Most weekdays in winter when the lakefront path is often dangerously iced over, I commute by bike from the North Shore down Clark Street to the Millennium Park bike station, otherwise known by its sponsor name, McDonald’s Cycle Center. (My film-making friend from New York, Clarence Eckerson, made a nice short video about the bike station for a great blog on urban commuting around the world called streetfilms.org.)
As I pass the Chinese consulate at the northwest corner of Erie and Clark, an older man, probably in his mid-60s, waves me by with a big smile and his giant Tibetan flag, as if I’m finishing the Indy 500 in Tibet. He often shouts something as I ride past, like, “Good for you for wearing a helmet!” The man stands across the street from the consulate along Erie most days, protesting Chinese policy in Tibet.
A little Googling led me to this post by Tenzin Dasel about my flag-waving friend. His name is Phil Berkman. And I must say, he’s a dedicated protester. The past week or so, the temperature in the morning as I ride by Phil has been in the high single digits or the low double digits (Fahrenheit). In addition to Phil, there are often one or two other people seated in the Lotus position along the wall of the building facing the entrance of the consulate, meditating in silent protest.
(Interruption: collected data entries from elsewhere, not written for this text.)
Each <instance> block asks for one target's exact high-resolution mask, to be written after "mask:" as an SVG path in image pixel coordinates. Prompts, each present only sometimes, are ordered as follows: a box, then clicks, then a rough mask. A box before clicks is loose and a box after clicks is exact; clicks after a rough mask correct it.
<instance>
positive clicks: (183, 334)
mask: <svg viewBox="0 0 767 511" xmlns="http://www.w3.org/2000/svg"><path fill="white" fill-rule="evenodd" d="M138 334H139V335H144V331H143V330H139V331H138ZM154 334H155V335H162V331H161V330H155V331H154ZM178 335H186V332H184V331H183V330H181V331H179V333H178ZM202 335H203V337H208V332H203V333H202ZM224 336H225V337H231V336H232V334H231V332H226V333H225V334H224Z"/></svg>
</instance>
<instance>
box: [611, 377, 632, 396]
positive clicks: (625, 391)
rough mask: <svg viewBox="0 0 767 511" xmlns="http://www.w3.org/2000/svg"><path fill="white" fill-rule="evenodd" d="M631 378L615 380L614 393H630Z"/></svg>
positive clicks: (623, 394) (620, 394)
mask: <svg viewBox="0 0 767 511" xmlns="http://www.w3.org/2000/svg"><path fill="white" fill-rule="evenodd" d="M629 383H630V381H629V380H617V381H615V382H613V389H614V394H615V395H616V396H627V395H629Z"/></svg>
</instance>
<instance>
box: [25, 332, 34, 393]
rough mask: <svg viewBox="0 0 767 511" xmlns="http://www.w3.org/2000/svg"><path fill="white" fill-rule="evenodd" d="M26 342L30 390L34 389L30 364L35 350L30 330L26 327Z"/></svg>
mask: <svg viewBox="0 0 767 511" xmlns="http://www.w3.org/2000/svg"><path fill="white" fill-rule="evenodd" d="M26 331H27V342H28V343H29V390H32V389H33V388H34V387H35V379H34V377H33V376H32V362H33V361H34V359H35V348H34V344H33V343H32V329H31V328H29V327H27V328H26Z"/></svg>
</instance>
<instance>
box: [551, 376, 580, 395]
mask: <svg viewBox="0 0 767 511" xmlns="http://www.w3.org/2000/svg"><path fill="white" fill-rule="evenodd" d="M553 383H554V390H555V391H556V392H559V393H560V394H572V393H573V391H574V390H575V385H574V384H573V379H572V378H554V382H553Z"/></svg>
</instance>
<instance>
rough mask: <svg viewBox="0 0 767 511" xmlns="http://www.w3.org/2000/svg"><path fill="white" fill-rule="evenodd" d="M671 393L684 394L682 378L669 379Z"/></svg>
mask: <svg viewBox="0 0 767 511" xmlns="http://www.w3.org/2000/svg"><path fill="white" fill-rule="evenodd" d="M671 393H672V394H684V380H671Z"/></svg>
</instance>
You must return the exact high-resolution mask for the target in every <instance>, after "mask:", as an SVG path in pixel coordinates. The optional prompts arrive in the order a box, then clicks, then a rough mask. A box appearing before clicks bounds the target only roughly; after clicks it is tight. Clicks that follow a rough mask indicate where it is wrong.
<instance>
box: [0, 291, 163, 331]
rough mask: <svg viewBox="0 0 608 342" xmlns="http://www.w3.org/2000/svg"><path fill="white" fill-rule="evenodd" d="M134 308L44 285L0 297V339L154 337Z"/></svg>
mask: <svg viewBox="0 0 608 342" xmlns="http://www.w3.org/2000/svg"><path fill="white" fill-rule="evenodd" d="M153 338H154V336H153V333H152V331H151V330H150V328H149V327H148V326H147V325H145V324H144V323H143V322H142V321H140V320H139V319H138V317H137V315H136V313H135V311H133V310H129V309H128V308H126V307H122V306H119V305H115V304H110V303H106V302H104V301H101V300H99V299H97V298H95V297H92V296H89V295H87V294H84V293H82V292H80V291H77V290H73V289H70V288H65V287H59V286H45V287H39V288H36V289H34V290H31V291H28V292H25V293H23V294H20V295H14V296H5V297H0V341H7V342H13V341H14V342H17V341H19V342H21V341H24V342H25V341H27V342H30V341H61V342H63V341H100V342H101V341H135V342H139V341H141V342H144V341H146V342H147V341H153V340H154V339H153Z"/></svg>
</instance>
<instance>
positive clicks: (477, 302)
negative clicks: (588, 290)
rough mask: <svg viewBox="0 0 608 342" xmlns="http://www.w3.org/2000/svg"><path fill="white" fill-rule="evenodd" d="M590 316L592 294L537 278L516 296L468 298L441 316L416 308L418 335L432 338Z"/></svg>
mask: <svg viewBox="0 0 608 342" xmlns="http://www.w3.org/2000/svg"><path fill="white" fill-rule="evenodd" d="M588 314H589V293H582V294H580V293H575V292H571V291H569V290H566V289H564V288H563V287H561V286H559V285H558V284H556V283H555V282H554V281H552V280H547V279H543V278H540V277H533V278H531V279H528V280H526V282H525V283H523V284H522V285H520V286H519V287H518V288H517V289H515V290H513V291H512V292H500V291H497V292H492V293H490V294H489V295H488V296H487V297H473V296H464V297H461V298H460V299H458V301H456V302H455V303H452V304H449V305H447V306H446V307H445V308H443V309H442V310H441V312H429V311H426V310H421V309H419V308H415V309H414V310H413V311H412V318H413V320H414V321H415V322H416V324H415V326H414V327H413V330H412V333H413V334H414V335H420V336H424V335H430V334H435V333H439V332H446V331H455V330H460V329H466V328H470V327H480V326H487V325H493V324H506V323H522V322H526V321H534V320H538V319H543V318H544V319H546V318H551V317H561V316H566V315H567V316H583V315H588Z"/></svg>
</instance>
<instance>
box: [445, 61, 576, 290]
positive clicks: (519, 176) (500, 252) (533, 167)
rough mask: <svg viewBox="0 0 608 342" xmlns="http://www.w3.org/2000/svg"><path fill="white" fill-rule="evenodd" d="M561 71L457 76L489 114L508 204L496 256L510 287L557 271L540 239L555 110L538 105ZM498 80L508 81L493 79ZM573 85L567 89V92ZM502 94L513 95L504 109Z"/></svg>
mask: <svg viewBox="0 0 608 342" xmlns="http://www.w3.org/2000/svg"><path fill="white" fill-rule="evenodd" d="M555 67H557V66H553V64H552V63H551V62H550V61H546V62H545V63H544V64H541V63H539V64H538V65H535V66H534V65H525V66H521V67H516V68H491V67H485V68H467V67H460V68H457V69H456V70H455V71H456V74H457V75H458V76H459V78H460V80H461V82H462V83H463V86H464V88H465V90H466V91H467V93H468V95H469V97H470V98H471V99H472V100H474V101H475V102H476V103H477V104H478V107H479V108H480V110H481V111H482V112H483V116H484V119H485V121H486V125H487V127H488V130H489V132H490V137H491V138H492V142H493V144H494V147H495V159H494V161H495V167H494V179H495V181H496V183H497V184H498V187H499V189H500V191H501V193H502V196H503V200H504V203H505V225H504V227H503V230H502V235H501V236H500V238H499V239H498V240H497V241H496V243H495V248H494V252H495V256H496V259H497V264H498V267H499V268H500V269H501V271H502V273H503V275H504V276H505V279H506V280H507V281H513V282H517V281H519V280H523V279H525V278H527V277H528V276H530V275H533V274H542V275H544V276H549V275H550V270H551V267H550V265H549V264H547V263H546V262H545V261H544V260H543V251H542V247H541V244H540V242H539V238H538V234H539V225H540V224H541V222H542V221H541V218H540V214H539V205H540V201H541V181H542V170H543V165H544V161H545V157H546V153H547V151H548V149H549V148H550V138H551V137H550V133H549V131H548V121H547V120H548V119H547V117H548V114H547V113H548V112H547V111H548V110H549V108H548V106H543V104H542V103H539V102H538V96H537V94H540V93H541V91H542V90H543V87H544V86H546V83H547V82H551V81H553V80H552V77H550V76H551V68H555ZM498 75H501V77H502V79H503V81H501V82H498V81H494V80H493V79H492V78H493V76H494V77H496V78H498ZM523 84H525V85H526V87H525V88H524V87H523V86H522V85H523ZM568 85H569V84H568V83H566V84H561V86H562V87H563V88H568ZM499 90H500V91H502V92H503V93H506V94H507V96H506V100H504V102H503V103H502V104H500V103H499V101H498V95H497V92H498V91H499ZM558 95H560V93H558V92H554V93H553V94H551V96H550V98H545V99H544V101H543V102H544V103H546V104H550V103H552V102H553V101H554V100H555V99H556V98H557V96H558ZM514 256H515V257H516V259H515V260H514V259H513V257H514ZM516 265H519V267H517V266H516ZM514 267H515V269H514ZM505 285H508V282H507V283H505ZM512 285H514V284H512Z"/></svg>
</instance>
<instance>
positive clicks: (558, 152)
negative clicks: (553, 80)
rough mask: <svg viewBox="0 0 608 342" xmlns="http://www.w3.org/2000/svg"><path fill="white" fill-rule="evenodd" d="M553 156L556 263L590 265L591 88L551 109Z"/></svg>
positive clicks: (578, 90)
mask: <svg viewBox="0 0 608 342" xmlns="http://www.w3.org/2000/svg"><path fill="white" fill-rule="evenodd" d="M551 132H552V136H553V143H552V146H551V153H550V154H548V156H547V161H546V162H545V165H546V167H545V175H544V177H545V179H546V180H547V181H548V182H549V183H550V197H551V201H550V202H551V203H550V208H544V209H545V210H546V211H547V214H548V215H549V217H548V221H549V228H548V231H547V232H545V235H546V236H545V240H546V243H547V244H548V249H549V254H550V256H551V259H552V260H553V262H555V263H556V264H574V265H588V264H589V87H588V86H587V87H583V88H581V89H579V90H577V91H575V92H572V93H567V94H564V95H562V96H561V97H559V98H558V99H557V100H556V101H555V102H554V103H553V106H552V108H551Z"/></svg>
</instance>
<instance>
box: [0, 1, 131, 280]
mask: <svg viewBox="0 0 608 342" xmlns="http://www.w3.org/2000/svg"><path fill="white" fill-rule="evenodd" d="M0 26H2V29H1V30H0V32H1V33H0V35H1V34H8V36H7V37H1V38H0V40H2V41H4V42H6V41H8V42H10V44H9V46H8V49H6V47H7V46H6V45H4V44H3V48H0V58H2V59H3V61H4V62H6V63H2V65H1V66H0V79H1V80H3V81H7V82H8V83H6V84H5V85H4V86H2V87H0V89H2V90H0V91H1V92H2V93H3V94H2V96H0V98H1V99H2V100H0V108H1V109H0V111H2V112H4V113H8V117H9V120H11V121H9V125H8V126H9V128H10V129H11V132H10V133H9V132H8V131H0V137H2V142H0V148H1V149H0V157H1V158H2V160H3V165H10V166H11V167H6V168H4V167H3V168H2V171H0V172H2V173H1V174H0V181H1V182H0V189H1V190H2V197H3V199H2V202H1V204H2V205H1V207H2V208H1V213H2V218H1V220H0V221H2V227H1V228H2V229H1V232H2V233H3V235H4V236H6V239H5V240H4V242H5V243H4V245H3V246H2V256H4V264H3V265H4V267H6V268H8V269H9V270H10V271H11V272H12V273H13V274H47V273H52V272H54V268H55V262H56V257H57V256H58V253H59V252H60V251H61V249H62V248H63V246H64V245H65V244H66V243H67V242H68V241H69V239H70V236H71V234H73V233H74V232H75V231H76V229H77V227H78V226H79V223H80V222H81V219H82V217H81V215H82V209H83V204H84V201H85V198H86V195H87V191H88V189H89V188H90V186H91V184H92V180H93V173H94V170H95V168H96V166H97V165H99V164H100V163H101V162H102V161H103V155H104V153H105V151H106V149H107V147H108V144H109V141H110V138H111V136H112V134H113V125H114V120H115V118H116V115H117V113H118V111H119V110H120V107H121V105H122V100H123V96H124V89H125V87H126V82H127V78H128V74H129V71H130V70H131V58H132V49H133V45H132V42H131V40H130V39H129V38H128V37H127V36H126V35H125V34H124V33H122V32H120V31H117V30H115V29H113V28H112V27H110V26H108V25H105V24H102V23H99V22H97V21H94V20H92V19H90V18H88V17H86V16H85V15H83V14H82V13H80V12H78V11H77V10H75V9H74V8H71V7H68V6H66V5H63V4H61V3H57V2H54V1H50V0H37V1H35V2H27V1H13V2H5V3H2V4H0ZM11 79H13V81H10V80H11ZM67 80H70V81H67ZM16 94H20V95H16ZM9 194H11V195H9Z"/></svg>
Now, I don’t mind the cold. I have the right winter gear and by the time I reach Erie and Clark, I’m toasty warm, sweating, even. But Phil’s friends are meditating in frigid temperatures! Even Phil, with his occasional flag-waving, is standing in the cold.
I think tomorrow I will stop and say hello to Phil, now that I know his name. I will also take his picture and post it here.
In the meantime, I look forward to my continued success at wining the daily Tibetan 500.